Cada vez que Ferrer y yo íbamos de viaje a Madrid, visitábamos el Museo del Prado con la premisa de ver cada vez sólo seis pinturas. Una de ellas era de obligada contemplación por ser la preferida de mi dueño. Las otras cinco eran cuidadosamente seleccionadas por él en cada ocasión, con el fin de contemplarlas con absoluta tranquilidad. Domingo repetía esta pauta de manera sistemática, con independencia de si nos acompañaba alguien o no. Para él, ésta era la única forma de admirar con detalle las obras de arte expuestas en el edificio Villanueva.
El Museo Nacional del Prado había abierto al público cincuenta años antes de mi primera visita de la mano de Ferrer. Desde entonces sentí una progresiva admiración por las pinturas que poco a poco me hizo descubrir mi cultivado dueño. Se dice que los perros acaban pareciéndose a sus amos y, con el paso del tiempo, me sentí un laúd afortunado por tener la oportunidad de pasear por las estancias de la pinacoteca y regresar a la sala de pintura flamenca donde estaba nuestro admirado cuadro.

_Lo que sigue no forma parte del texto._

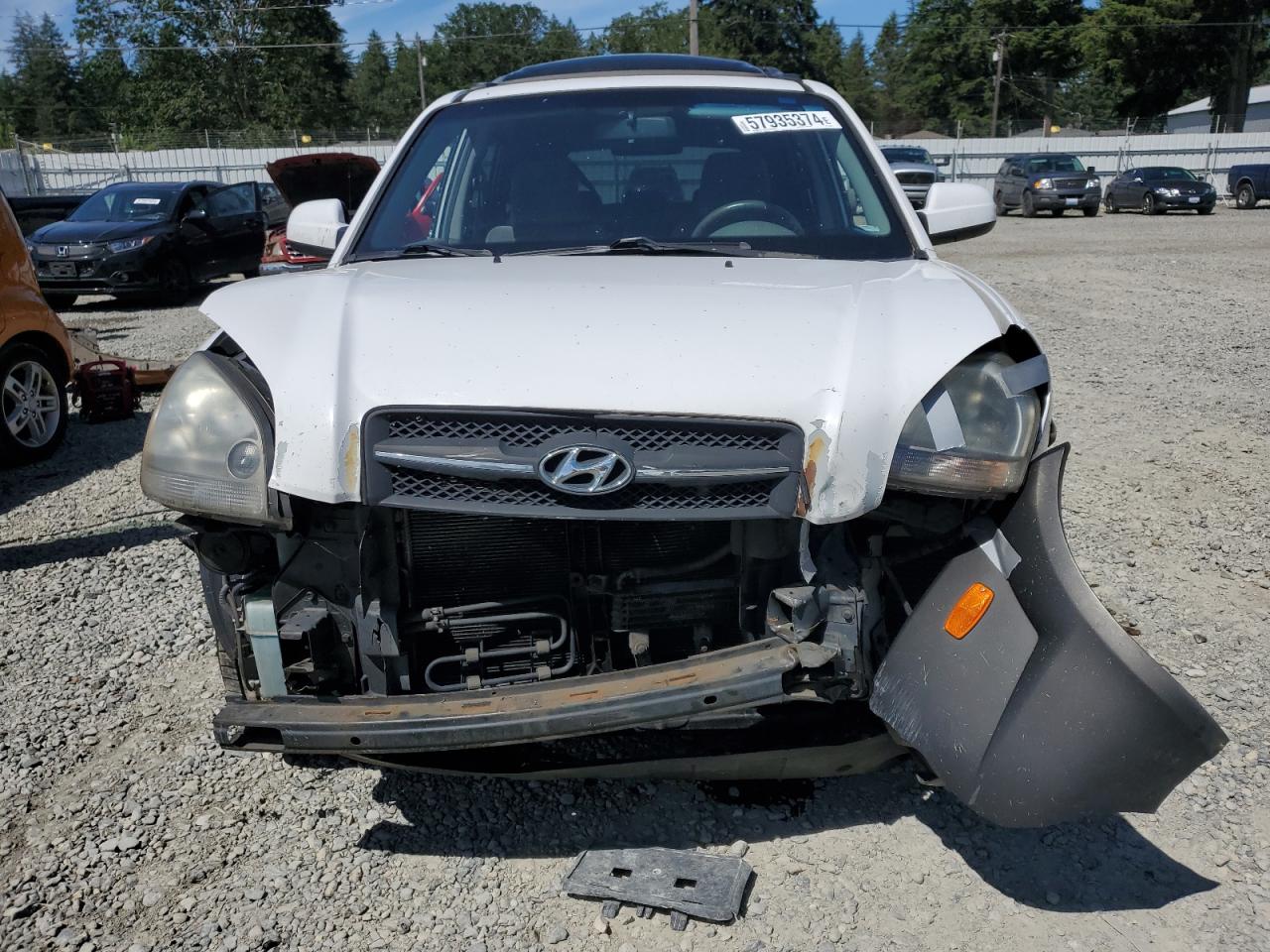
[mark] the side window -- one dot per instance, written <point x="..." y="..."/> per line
<point x="235" y="199"/>
<point x="191" y="200"/>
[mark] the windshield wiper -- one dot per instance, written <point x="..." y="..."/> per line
<point x="434" y="248"/>
<point x="651" y="246"/>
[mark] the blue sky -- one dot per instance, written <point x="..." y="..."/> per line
<point x="407" y="17"/>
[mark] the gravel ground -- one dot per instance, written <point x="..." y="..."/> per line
<point x="122" y="826"/>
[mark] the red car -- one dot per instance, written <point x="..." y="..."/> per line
<point x="305" y="178"/>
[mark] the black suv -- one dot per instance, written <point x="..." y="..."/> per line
<point x="1046" y="181"/>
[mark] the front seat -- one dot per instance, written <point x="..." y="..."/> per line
<point x="549" y="200"/>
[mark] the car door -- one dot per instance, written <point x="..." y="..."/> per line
<point x="238" y="229"/>
<point x="195" y="245"/>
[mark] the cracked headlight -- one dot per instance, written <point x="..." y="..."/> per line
<point x="973" y="434"/>
<point x="209" y="444"/>
<point x="128" y="244"/>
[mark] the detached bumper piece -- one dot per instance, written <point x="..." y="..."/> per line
<point x="1046" y="710"/>
<point x="684" y="883"/>
<point x="743" y="676"/>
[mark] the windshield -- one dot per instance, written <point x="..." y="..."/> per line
<point x="1169" y="173"/>
<point x="126" y="204"/>
<point x="578" y="172"/>
<point x="1055" y="163"/>
<point x="908" y="155"/>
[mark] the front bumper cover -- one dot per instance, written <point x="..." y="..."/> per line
<point x="743" y="676"/>
<point x="1047" y="711"/>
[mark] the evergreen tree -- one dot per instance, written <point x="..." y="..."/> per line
<point x="371" y="85"/>
<point x="45" y="81"/>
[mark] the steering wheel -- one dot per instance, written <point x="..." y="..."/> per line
<point x="747" y="209"/>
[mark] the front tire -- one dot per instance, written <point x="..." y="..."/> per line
<point x="32" y="405"/>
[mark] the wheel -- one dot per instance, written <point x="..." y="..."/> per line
<point x="32" y="404"/>
<point x="173" y="282"/>
<point x="59" y="302"/>
<point x="214" y="590"/>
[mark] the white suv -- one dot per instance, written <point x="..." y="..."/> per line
<point x="635" y="409"/>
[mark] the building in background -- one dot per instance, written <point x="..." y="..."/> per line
<point x="1196" y="117"/>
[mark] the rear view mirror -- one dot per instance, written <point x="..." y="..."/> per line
<point x="317" y="227"/>
<point x="955" y="211"/>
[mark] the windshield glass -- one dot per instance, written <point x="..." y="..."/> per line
<point x="578" y="171"/>
<point x="908" y="155"/>
<point x="126" y="204"/>
<point x="1055" y="163"/>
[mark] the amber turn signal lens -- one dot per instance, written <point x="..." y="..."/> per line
<point x="968" y="611"/>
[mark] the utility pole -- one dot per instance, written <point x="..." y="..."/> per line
<point x="423" y="61"/>
<point x="1000" y="56"/>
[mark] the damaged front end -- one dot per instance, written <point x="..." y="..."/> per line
<point x="540" y="594"/>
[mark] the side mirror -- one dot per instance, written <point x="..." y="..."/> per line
<point x="956" y="211"/>
<point x="316" y="227"/>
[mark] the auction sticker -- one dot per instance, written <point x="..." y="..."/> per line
<point x="785" y="122"/>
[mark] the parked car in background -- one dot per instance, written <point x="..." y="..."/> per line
<point x="1046" y="181"/>
<point x="308" y="178"/>
<point x="1248" y="182"/>
<point x="611" y="474"/>
<point x="151" y="240"/>
<point x="916" y="171"/>
<point x="36" y="358"/>
<point x="1155" y="189"/>
<point x="33" y="212"/>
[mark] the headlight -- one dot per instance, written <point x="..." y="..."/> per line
<point x="128" y="244"/>
<point x="209" y="445"/>
<point x="973" y="434"/>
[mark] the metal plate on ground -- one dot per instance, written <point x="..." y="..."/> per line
<point x="699" y="885"/>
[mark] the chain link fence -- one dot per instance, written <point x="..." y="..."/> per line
<point x="86" y="164"/>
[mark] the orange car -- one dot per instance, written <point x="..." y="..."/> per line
<point x="35" y="357"/>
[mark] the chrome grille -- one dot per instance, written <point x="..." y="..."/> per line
<point x="484" y="493"/>
<point x="488" y="461"/>
<point x="530" y="431"/>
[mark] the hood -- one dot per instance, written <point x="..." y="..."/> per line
<point x="72" y="232"/>
<point x="915" y="167"/>
<point x="844" y="349"/>
<point x="307" y="178"/>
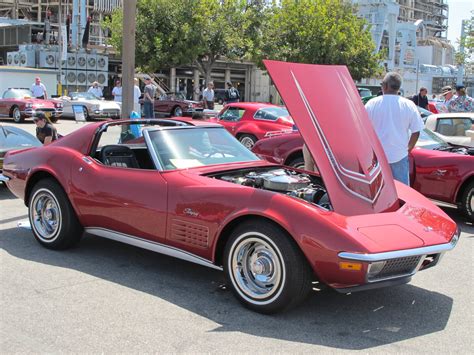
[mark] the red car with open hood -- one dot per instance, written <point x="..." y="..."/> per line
<point x="191" y="190"/>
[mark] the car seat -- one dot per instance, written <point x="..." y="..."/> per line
<point x="119" y="155"/>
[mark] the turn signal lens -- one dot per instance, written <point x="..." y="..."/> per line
<point x="345" y="265"/>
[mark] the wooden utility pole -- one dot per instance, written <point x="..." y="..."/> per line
<point x="128" y="55"/>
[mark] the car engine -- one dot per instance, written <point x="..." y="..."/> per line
<point x="281" y="180"/>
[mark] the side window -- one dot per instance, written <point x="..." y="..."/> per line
<point x="232" y="114"/>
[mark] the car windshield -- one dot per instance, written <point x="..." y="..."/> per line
<point x="429" y="140"/>
<point x="271" y="113"/>
<point x="83" y="96"/>
<point x="193" y="147"/>
<point x="17" y="94"/>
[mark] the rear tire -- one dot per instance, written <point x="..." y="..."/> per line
<point x="265" y="269"/>
<point x="16" y="114"/>
<point x="53" y="220"/>
<point x="467" y="201"/>
<point x="248" y="140"/>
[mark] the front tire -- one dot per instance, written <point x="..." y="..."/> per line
<point x="16" y="114"/>
<point x="467" y="201"/>
<point x="52" y="218"/>
<point x="266" y="270"/>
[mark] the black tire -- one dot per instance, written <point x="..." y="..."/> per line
<point x="290" y="275"/>
<point x="16" y="115"/>
<point x="297" y="163"/>
<point x="52" y="218"/>
<point x="177" y="111"/>
<point x="467" y="201"/>
<point x="248" y="140"/>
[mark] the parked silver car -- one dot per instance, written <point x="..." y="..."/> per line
<point x="93" y="107"/>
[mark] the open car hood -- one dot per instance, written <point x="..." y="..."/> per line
<point x="325" y="105"/>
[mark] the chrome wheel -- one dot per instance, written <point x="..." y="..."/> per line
<point x="16" y="115"/>
<point x="45" y="215"/>
<point x="247" y="141"/>
<point x="257" y="269"/>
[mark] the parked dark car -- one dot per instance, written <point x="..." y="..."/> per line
<point x="175" y="104"/>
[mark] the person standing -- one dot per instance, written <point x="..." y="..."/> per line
<point x="398" y="123"/>
<point x="461" y="102"/>
<point x="117" y="91"/>
<point x="45" y="131"/>
<point x="149" y="98"/>
<point x="136" y="97"/>
<point x="231" y="94"/>
<point x="421" y="99"/>
<point x="208" y="96"/>
<point x="95" y="90"/>
<point x="39" y="90"/>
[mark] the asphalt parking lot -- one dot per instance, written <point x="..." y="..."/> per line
<point x="104" y="296"/>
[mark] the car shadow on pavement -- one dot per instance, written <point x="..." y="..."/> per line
<point x="356" y="321"/>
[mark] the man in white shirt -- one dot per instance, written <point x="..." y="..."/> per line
<point x="39" y="90"/>
<point x="117" y="91"/>
<point x="208" y="96"/>
<point x="95" y="90"/>
<point x="397" y="123"/>
<point x="136" y="97"/>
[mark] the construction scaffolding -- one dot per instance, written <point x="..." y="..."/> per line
<point x="38" y="10"/>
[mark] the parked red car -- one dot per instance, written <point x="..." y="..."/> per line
<point x="439" y="170"/>
<point x="251" y="121"/>
<point x="191" y="190"/>
<point x="176" y="104"/>
<point x="20" y="104"/>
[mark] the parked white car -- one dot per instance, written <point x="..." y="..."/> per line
<point x="455" y="128"/>
<point x="93" y="107"/>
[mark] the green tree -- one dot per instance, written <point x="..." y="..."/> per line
<point x="173" y="33"/>
<point x="319" y="32"/>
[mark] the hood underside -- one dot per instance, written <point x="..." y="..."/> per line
<point x="325" y="105"/>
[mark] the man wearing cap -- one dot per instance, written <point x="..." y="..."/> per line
<point x="398" y="123"/>
<point x="148" y="98"/>
<point x="461" y="102"/>
<point x="45" y="131"/>
<point x="39" y="90"/>
<point x="421" y="99"/>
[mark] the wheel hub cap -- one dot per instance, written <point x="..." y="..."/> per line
<point x="256" y="268"/>
<point x="46" y="215"/>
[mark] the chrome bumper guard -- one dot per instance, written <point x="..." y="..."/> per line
<point x="401" y="263"/>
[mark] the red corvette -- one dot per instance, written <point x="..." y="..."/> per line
<point x="192" y="191"/>
<point x="20" y="104"/>
<point x="251" y="121"/>
<point x="438" y="170"/>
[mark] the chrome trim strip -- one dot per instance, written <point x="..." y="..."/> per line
<point x="151" y="149"/>
<point x="337" y="168"/>
<point x="433" y="249"/>
<point x="150" y="245"/>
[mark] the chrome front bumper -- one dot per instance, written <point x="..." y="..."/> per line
<point x="4" y="178"/>
<point x="400" y="264"/>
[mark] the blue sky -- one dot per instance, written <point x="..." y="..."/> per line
<point x="458" y="10"/>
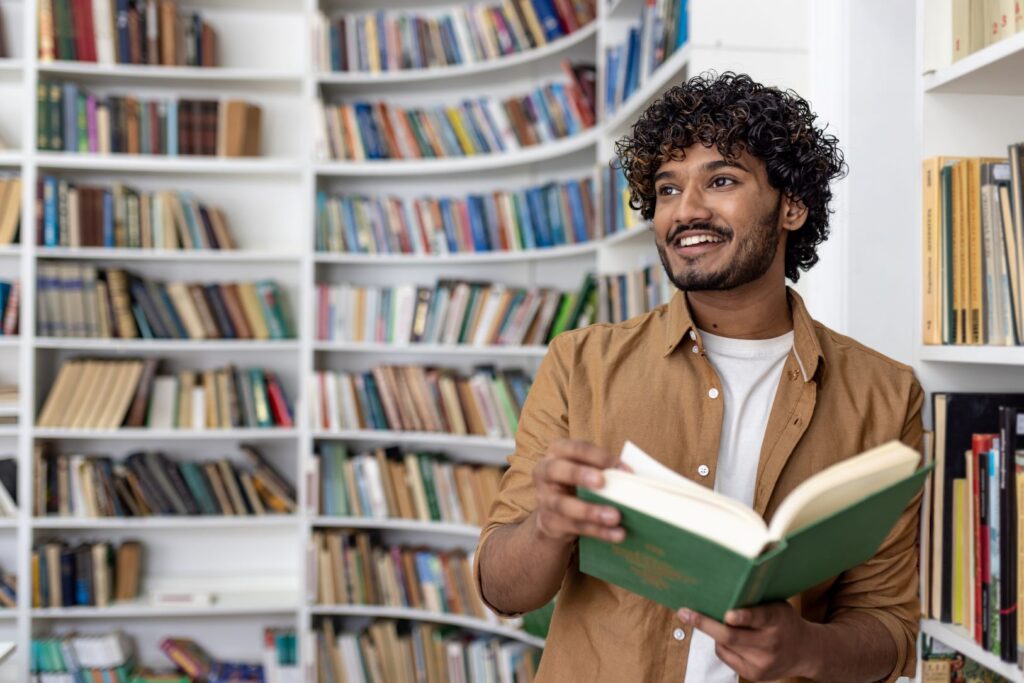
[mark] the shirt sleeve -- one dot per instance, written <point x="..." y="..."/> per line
<point x="886" y="586"/>
<point x="544" y="419"/>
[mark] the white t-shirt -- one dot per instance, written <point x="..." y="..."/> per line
<point x="750" y="371"/>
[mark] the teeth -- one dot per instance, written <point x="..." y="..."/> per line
<point x="690" y="241"/>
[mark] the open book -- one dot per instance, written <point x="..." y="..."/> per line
<point x="689" y="546"/>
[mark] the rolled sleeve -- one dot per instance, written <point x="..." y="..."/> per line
<point x="544" y="419"/>
<point x="886" y="587"/>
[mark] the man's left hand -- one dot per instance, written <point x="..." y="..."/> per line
<point x="762" y="643"/>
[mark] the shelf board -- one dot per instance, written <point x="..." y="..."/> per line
<point x="136" y="434"/>
<point x="439" y="528"/>
<point x="166" y="522"/>
<point x="432" y="349"/>
<point x="200" y="255"/>
<point x="153" y="75"/>
<point x="167" y="345"/>
<point x="451" y="165"/>
<point x="427" y="438"/>
<point x="660" y="77"/>
<point x="957" y="638"/>
<point x="167" y="164"/>
<point x="990" y="355"/>
<point x="426" y="615"/>
<point x="461" y="71"/>
<point x="992" y="71"/>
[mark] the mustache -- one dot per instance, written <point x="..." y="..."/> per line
<point x="721" y="231"/>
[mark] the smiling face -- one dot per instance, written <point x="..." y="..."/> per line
<point x="718" y="224"/>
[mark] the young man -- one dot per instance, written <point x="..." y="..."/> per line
<point x="731" y="384"/>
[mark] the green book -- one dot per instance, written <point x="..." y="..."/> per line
<point x="687" y="546"/>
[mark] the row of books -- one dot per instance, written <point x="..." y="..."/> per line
<point x="547" y="215"/>
<point x="627" y="295"/>
<point x="147" y="483"/>
<point x="388" y="650"/>
<point x="363" y="130"/>
<point x="350" y="567"/>
<point x="81" y="300"/>
<point x="387" y="41"/>
<point x="414" y="398"/>
<point x="662" y="29"/>
<point x="91" y="393"/>
<point x="452" y="312"/>
<point x="974" y="250"/>
<point x="389" y="483"/>
<point x="10" y="304"/>
<point x="118" y="215"/>
<point x="142" y="32"/>
<point x="72" y="119"/>
<point x="95" y="574"/>
<point x="973" y="541"/>
<point x="10" y="209"/>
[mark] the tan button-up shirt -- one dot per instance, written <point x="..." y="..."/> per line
<point x="647" y="380"/>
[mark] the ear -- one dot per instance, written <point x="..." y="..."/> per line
<point x="793" y="213"/>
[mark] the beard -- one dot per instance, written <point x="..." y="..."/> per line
<point x="755" y="254"/>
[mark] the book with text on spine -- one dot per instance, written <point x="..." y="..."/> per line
<point x="687" y="546"/>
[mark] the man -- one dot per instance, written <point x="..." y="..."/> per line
<point x="731" y="384"/>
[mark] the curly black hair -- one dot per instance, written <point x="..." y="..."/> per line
<point x="734" y="113"/>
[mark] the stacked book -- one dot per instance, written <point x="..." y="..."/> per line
<point x="117" y="215"/>
<point x="386" y="41"/>
<point x="81" y="300"/>
<point x="93" y="574"/>
<point x="974" y="250"/>
<point x="96" y="393"/>
<point x="415" y="398"/>
<point x="662" y="29"/>
<point x="452" y="312"/>
<point x="143" y="32"/>
<point x="147" y="483"/>
<point x="350" y="568"/>
<point x="387" y="650"/>
<point x="10" y="209"/>
<point x="539" y="216"/>
<point x="71" y="119"/>
<point x="623" y="296"/>
<point x="360" y="131"/>
<point x="389" y="483"/>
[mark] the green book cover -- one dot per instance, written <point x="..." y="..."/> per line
<point x="677" y="567"/>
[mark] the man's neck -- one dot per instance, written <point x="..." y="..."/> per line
<point x="752" y="311"/>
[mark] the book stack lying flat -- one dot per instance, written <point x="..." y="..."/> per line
<point x="125" y="124"/>
<point x="388" y="482"/>
<point x="452" y="312"/>
<point x="107" y="394"/>
<point x="534" y="217"/>
<point x="414" y="398"/>
<point x="148" y="483"/>
<point x="148" y="32"/>
<point x="121" y="216"/>
<point x="88" y="574"/>
<point x="81" y="300"/>
<point x="388" y="650"/>
<point x="385" y="41"/>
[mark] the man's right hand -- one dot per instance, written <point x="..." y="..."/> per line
<point x="560" y="515"/>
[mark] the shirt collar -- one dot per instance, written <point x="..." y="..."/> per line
<point x="805" y="341"/>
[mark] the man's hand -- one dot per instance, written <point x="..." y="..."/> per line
<point x="763" y="643"/>
<point x="560" y="515"/>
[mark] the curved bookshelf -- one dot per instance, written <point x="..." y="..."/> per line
<point x="471" y="623"/>
<point x="440" y="528"/>
<point x="460" y="71"/>
<point x="449" y="165"/>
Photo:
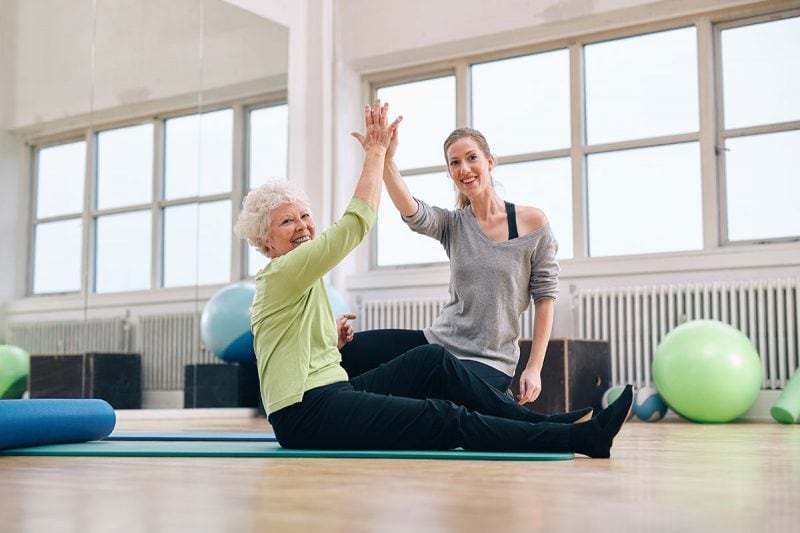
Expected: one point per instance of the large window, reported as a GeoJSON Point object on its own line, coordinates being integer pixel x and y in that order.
{"type": "Point", "coordinates": [58, 218]}
{"type": "Point", "coordinates": [161, 201]}
{"type": "Point", "coordinates": [760, 132]}
{"type": "Point", "coordinates": [429, 115]}
{"type": "Point", "coordinates": [605, 136]}
{"type": "Point", "coordinates": [642, 92]}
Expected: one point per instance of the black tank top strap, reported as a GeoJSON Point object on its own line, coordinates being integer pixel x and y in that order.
{"type": "Point", "coordinates": [511, 214]}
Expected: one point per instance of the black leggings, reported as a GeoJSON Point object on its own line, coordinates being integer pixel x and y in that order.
{"type": "Point", "coordinates": [370, 349]}
{"type": "Point", "coordinates": [423, 400]}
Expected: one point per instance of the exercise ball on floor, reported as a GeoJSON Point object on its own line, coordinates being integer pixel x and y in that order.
{"type": "Point", "coordinates": [611, 395]}
{"type": "Point", "coordinates": [225, 324]}
{"type": "Point", "coordinates": [15, 365]}
{"type": "Point", "coordinates": [707, 371]}
{"type": "Point", "coordinates": [648, 405]}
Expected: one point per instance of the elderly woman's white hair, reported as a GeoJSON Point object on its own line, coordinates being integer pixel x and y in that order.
{"type": "Point", "coordinates": [253, 222]}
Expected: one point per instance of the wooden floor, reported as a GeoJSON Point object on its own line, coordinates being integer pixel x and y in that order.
{"type": "Point", "coordinates": [668, 476]}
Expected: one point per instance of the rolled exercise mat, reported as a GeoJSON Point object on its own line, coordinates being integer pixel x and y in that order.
{"type": "Point", "coordinates": [786, 409]}
{"type": "Point", "coordinates": [163, 448]}
{"type": "Point", "coordinates": [25, 423]}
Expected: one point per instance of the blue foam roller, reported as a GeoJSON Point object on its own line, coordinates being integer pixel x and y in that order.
{"type": "Point", "coordinates": [25, 423]}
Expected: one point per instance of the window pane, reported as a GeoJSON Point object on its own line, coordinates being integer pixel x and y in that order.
{"type": "Point", "coordinates": [544, 184]}
{"type": "Point", "coordinates": [429, 115]}
{"type": "Point", "coordinates": [255, 261]}
{"type": "Point", "coordinates": [57, 256]}
{"type": "Point", "coordinates": [763, 186]}
{"type": "Point", "coordinates": [123, 252]}
{"type": "Point", "coordinates": [646, 200]}
{"type": "Point", "coordinates": [397, 244]}
{"type": "Point", "coordinates": [61, 172]}
{"type": "Point", "coordinates": [125, 166]}
{"type": "Point", "coordinates": [641, 87]}
{"type": "Point", "coordinates": [197, 244]}
{"type": "Point", "coordinates": [521, 105]}
{"type": "Point", "coordinates": [198, 155]}
{"type": "Point", "coordinates": [268, 144]}
{"type": "Point", "coordinates": [761, 73]}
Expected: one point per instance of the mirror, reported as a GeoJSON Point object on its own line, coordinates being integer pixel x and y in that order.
{"type": "Point", "coordinates": [186, 105]}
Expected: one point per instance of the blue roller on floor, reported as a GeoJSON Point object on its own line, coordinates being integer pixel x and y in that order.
{"type": "Point", "coordinates": [25, 423]}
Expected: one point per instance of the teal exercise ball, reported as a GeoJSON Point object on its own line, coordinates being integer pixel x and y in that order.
{"type": "Point", "coordinates": [225, 323]}
{"type": "Point", "coordinates": [15, 364]}
{"type": "Point", "coordinates": [707, 371]}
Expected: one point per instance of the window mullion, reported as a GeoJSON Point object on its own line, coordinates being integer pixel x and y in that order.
{"type": "Point", "coordinates": [156, 231]}
{"type": "Point", "coordinates": [709, 94]}
{"type": "Point", "coordinates": [577, 151]}
{"type": "Point", "coordinates": [89, 195]}
{"type": "Point", "coordinates": [238, 187]}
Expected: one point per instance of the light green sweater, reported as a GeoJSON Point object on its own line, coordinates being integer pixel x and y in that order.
{"type": "Point", "coordinates": [291, 318]}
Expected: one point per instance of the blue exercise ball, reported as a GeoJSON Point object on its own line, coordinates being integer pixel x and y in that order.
{"type": "Point", "coordinates": [648, 405]}
{"type": "Point", "coordinates": [225, 324]}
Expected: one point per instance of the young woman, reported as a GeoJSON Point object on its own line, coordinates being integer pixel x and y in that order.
{"type": "Point", "coordinates": [502, 256]}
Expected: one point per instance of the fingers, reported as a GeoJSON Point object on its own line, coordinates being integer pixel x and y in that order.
{"type": "Point", "coordinates": [395, 123]}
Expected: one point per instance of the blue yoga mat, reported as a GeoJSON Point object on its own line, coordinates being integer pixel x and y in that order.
{"type": "Point", "coordinates": [236, 436]}
{"type": "Point", "coordinates": [36, 422]}
{"type": "Point", "coordinates": [164, 448]}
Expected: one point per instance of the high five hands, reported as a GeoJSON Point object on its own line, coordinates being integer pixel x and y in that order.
{"type": "Point", "coordinates": [379, 133]}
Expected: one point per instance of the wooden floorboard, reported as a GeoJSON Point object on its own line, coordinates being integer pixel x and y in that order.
{"type": "Point", "coordinates": [668, 476]}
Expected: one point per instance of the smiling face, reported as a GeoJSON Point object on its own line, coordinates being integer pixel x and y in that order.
{"type": "Point", "coordinates": [291, 225]}
{"type": "Point", "coordinates": [469, 167]}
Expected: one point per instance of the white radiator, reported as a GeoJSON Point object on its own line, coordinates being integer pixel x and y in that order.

Nunca supe que significaba “La alegoría del oído” para Domingo Ferrer, pero gracias a él me enamoré perdidamente de esa obra de arte. Desde la primera impresión que tuve al contemplarlo, añoré ser ese laúd que tañía la ninfa que aparecía girada hacia el espectador con esa gracia tan lograda por Rubens y Brueghel “el Viejo”, coautores del cuadro. La pintura representaba el deleite experimentado al tocar música al tiempo que se cantaba. En el lienzo no faltaban campanillas de mano, relojes, trompas, trompetas, cascabeles, violas da gamba, violines, flautas, liras, chirimías y claves que rodeaban la desnudez de Venus que aparecía acompañada de un amorcillo. Ferrer se sobrecogía contemplando los tres laudes del cuadro: el de la ninfa, el más pequeño y de tesitura aguda con siete cuerdas que estaba situado en la parte inferior del cuadro y un tercero sobre la mesa del fondo donde unos personajes cantaban e interpretaban música.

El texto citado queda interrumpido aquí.